Le concert avait cette allure discrète qui convient si bien à la fois à nos tempéraments et au type de musique jouée; il y a de la fausse note et surtout des endroits où les instruments se font des caprices et se mordent en des intervalles voulus qui sonnent criards, mais font tellement de bien à l âme, à notre âme vivante et qui geint si souvent. C’est la peur au cœur de la danse, et inversement.
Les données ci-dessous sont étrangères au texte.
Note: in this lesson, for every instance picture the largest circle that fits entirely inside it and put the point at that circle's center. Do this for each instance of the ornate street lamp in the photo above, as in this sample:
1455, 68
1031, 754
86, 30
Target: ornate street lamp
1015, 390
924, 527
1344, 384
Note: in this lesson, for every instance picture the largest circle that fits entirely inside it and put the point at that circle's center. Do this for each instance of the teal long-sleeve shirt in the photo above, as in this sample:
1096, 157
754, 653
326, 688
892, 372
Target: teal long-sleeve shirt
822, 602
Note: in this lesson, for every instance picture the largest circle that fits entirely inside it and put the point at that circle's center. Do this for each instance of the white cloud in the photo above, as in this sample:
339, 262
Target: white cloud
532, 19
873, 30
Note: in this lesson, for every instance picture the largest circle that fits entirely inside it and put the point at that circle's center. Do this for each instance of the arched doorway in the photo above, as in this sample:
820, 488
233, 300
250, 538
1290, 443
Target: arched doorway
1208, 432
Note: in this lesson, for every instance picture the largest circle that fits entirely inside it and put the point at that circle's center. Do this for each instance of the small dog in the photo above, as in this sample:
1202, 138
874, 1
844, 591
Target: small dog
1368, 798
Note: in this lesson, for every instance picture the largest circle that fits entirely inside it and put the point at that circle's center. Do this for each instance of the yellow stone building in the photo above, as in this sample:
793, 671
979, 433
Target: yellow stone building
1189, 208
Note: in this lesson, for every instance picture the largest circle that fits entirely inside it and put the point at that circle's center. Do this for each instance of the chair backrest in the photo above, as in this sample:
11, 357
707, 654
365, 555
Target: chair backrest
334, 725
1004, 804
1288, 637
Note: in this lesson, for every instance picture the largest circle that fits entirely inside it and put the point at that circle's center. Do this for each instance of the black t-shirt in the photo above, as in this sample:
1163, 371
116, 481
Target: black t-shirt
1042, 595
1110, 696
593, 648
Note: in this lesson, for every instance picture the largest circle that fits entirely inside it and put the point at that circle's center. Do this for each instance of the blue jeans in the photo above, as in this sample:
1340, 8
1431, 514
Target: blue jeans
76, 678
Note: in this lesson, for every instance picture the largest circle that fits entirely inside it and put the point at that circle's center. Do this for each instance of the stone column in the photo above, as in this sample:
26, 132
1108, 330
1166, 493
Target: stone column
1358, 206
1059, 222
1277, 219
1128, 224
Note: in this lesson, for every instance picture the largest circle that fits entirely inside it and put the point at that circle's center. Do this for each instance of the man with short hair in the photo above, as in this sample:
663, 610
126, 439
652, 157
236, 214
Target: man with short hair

Car finalement cette musique n’existait pas vraiment avant les années 50; elle dormait entassée dans la poussière; C’est le fragile qui FRAPPE à notre porte désormais. et l’emprunt des sons se fait aux bois et aux forêts; le clavecin c’est l’oiseau pur sorti du nid qui enchante dans le Perceval de Chrétien de Troyes et qui chante ici sans cesse, d’ autant que les flûtes viennent rejouer la geste des passereaux. J’adore le côté bricolage. On dépasse les instruments trop parfaits (pianos clarinettes) ou plutôt on revient en arrière comme on reprend quelques pas en arrière pour sauter l’obstacle romantique trop bourgeois et guindé où toutes les notes sonnaient justes: quelle plaie ! Ici dans la petite église sublime de Royaucourt, les notes approximatives sont les bienvenues, c’est nous. Il y a une relation étroite entre le lieu, église isolée (c’est assez rare les églises gothiques ) nature proliférante et pierres calcaires à la fois douces et dures dont on me dit que les voûtes s’écartent, le poids aidant, et qu’il faut faire quelque chose, d’où le concert ; comme si la musique, nouvel Orphée, pouvait faire bouger les pierres… les redresser

On compte sur le concert payant pour financer les errements des ogives fragiles. 

Je me dis que l’église plantée là sur son éminence en a vu d’autres. En témoignent les affreuses cicatrices de la façade qui sont autant de traces de balles dont on ne sait plus quelle guerre (si, on sait, mais on oublie volontairement), formant des arcs en pierre qui pulvérisèrent les voussures. 

Mais non je ne crois pas qu’elle en ait vu d’autres. Hélas. Il faut analyser la nature du terrain, elle glisse la malheureuse, et il faut infiltrer du béton quelque part, car malgré ses merveilleux arcs boutants gothiques, la bête qu’elle figure semble à longue échéance menacer ruine. 

Royaucourt ce n’est pas un lieu à voir comme ça du bout des yeux en craquant des noisettes; non, c’est une magie humaine de huit cents ans qui dresse sa prestance faisant pièce aux arbres superbes montés tout droit. 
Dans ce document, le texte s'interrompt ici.